Gose v. State

70 S.W.2d 421 | Tex. Crim. App. | 1934

The offense is theft; the punishment, confinement in the penitentiary for three years.

J. W. Keene owed a note on his farm. He delivered a check payable to appellant in the sum of $896.67 to someone in appellant's office. Appellant told him to carry the check to his office and that he would send it to the loan company. The check was never received by the company, the testimony on the part of the State being to the effect that appellant cashed the check and converted the proceeds to his own use and benefit.

The State was permitted to introduce in evidence, over appellant's objection, several letters written on a typewriter and signed "E. E. Gose." These letters were in the nature of an admission on the part of the writer that he had taken the money delivered to him by the injured party and appropriated it to his own use.
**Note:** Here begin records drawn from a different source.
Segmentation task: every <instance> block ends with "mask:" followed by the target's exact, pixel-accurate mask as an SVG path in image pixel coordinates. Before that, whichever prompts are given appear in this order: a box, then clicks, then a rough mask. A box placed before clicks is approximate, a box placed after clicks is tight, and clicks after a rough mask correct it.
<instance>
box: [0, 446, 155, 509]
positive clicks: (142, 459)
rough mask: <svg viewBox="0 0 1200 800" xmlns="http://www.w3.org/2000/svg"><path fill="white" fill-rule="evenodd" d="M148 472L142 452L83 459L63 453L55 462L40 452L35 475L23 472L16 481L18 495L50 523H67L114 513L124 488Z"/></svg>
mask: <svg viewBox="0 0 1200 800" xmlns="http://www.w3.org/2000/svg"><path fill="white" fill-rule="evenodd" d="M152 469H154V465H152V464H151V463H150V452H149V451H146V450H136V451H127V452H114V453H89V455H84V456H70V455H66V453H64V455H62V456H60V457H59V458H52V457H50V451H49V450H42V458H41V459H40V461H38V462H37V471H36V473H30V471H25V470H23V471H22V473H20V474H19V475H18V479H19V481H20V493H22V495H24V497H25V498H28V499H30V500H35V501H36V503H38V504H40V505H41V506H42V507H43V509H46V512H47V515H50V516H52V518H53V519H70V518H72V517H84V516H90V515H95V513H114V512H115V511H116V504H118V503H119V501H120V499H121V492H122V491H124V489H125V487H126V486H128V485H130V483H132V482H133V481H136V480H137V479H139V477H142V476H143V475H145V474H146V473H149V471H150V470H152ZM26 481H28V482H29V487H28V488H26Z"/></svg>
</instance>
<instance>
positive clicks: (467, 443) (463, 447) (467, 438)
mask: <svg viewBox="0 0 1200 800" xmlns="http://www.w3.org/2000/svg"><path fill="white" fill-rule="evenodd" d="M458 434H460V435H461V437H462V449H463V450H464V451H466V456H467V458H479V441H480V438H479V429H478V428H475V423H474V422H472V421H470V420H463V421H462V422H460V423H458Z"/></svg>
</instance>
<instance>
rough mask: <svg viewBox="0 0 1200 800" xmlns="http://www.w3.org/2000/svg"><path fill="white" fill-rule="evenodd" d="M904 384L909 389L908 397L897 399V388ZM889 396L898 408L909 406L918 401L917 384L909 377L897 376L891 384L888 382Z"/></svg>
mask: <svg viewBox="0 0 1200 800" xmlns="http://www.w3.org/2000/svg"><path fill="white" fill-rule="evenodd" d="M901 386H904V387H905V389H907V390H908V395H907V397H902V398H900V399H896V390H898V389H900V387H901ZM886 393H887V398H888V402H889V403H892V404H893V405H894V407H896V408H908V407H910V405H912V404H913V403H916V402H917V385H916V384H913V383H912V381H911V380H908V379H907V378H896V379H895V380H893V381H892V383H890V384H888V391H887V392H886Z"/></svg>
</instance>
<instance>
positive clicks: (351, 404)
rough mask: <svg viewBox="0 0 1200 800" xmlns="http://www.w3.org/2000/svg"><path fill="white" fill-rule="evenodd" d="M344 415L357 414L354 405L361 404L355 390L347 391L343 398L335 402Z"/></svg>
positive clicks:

They showed the writer was promising to repay the money he had taken. The bills of exception show that there was no proof that appellant signed the letters and that they were admitted in evidence simply because they had been received by the injured party through the mail, and were signed in appellant's name. This testimony was inadmissible. The fact that the letters were received in the regular course of the mail was not alone sufficient to permit their introduction in evidence. It was incumbent upon the state to show that appellant signed the letters or authorized his name to be signed to them. Taylor v. State, 97 S.W. 475.

Under the proof the only theory upon which the prosecution could have been sustained was that, at the time appellant obtained the money, he did so with intent to appropriate it to his own use. It was admitted that he obtained it with the consent of the owner. The court should have limited the consideration of the jury to this phase of the case only. On the contrary, the case was submitted to the jury upon the theory that appellant took the money from the possession of the injured party without his consent. This charge was inaccurate. Sanders v. State, 42 S.W. 983.

Upon another trial the court should require the State to prove that the indorsement on the check was in appellant's handwriting or had been authorized by him before admitting such indorsement in evidence. Appellant did not receive the check in person, it being delivered to someone in his office. *73

The judgment is reversed and the cause remanded.

Reversed and remanded.

The foregoing opinion of the Commission of Appeals has been examined by the Judges of the Court of Criminal Appeals and approved by the Court.